L’Empire et l’Afrique
par K. Selim, Le Quotidien d’Oran, 25 avril 2007
Le Pentagone est en quête d’un candidat africain pour installer son commandement régional pour l’Afrique (Africom), et apparemment les postulants ne manquent pas. L’Algérie n’en fait pas partie puisqu’elle a très officiellement et publiquement fait savoir qu’elle ne voulait ni intégrer l’Africom, ni accueillir de bases américaines. La mise au point faite début mars par le ministre algérien des Affaires étrangères avait suscité une réaction américaine sur le mode du « on n’a rien demandé ».
Depuis, il y a eu les attentats du 11 avril et « l’alerte imminente » de l’ambassade américaine qui ont relancé les spéculations. Louisa Hanoune a été à deux doigts d’accuser les Etats-Unis d’être les instigateurs des attentats car ils n’auraient apprécié ni la remise en cause, ni la « renationalisation » des hydrocarbures, ni le refus de l’Algérie d’accueillir des bases américaines. C’est ce qu’on appelle une « grille de lecture » à travers laquelle sont interprétés les faits. La « Qaïda du Maghreb » deviendrait ce prétexte idéal qui justifierait une présence accrue de l’armée américaine. De là à suspecter le gendarme d’encourager le criminel…
Spéculations non étayées ? C’est vrai. Celles qui présentent la zone du Sahel comme particulièrement infestée de djihadistes ne le sont pas davantage et s’appuient sur des sources « sécuritaires » qu’ont peut légitimement suspecter d’exagération, d’une sorte de justification budgétaire.
Bref, le champ des spéculations est très ouvert. L’Amérique est puissante, ses actions dans notre environnement n’ayant rien de désintéressé – bien au contraire -, ces lectures font florès et cela va de la légitime suspicion à l’accusation de complot. Bien entendu, ces grilles de lecture sont très éloignées de la réalité des liens entre les Etats, notamment en matière de coopération sécuritaire. Elles ont cependant le mérite, quand elles s’expriment, de donner une idée plus précise de la vision de l’opinion nationale.
Mais la suspicion n’est pas l’apanage des Algériens. Pour les milieux altermondialistes, la création de l’Africom sous la bannière de la « global war » contre le terrorisme est très directement liée au souci de contrôle des ressources énergétiques. Les futures guerres du pétrole auront lieu en Afrique, disent-ils, et l’intérêt que les Américains manifestent pour le continent africain n’est guère différent de celui qu’ils ont manifesté pour le Moyen-Orient, avec les conséquences que l’on sait.
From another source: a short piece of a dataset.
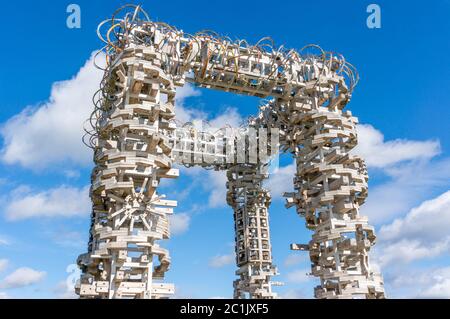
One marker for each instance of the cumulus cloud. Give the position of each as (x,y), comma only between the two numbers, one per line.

Actuellement, les Etats-Unis importent 15% de leur pétrole d’Afrique et la part ne ferait qu’augmenter durant les prochaines décennies. L’Africom serait donc l’outil politico-militaire pour assurer un contrôle direct d’un continent devenu un élément de la sécurité énergétique des Etats-Unis.
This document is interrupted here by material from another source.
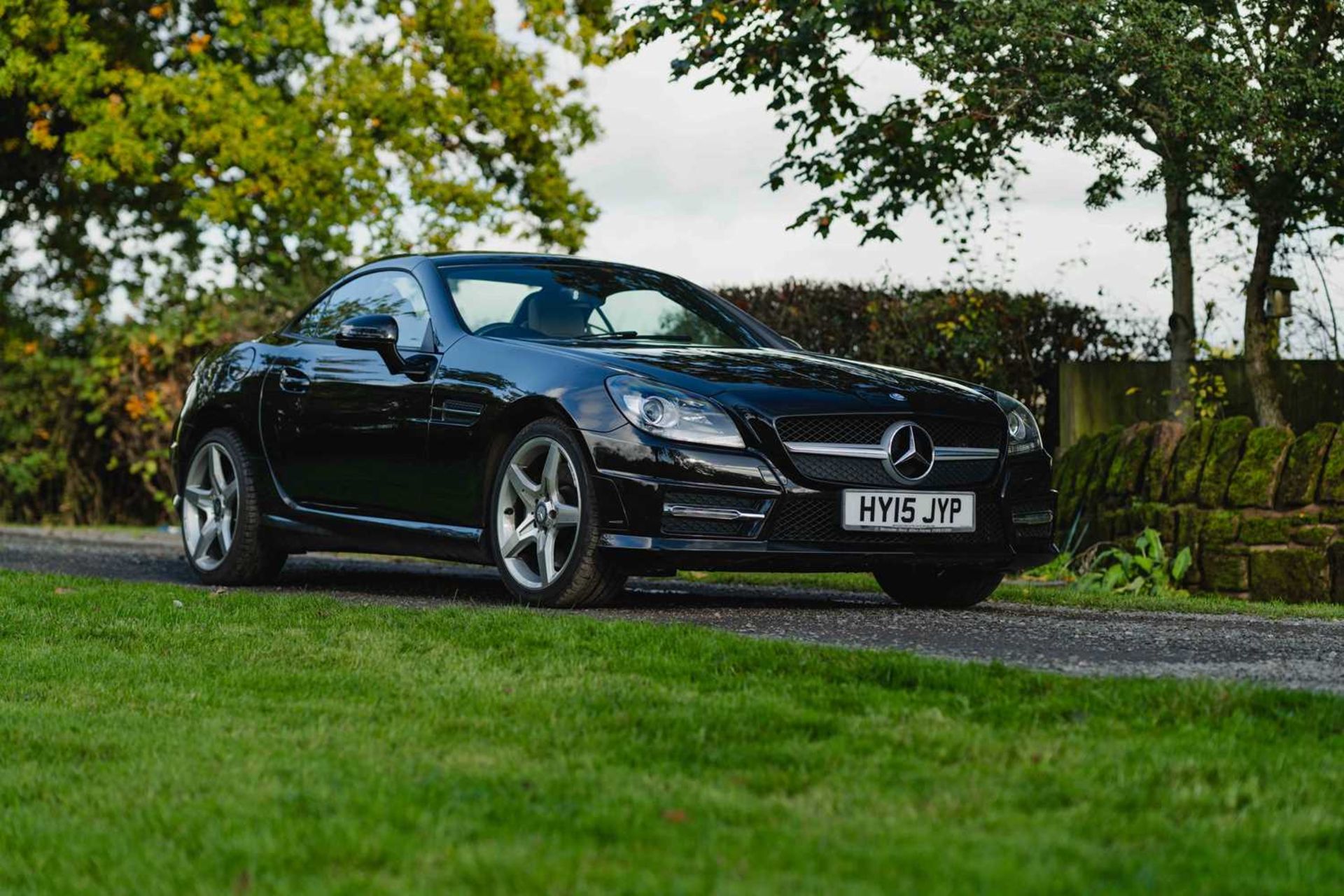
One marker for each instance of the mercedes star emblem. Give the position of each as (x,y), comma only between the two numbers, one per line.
(909,451)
Très symboliquement, les Etats-Unis ont choisi d’annoncer la création au moment où le président chinois achevait une grande tournée en Afrique. Manière de signifier au futur grand adversaire chinois que l’Empire s’octroie les moyens de créer une nouvelle chasse gardée ? Les officiels américains nient. Mais pour reprendre la fameuse formulation de l’alerte de l’ambassade américaine, « selon des informations non confirmées », les prochaines guerres du pétrole se préparent en Afrique…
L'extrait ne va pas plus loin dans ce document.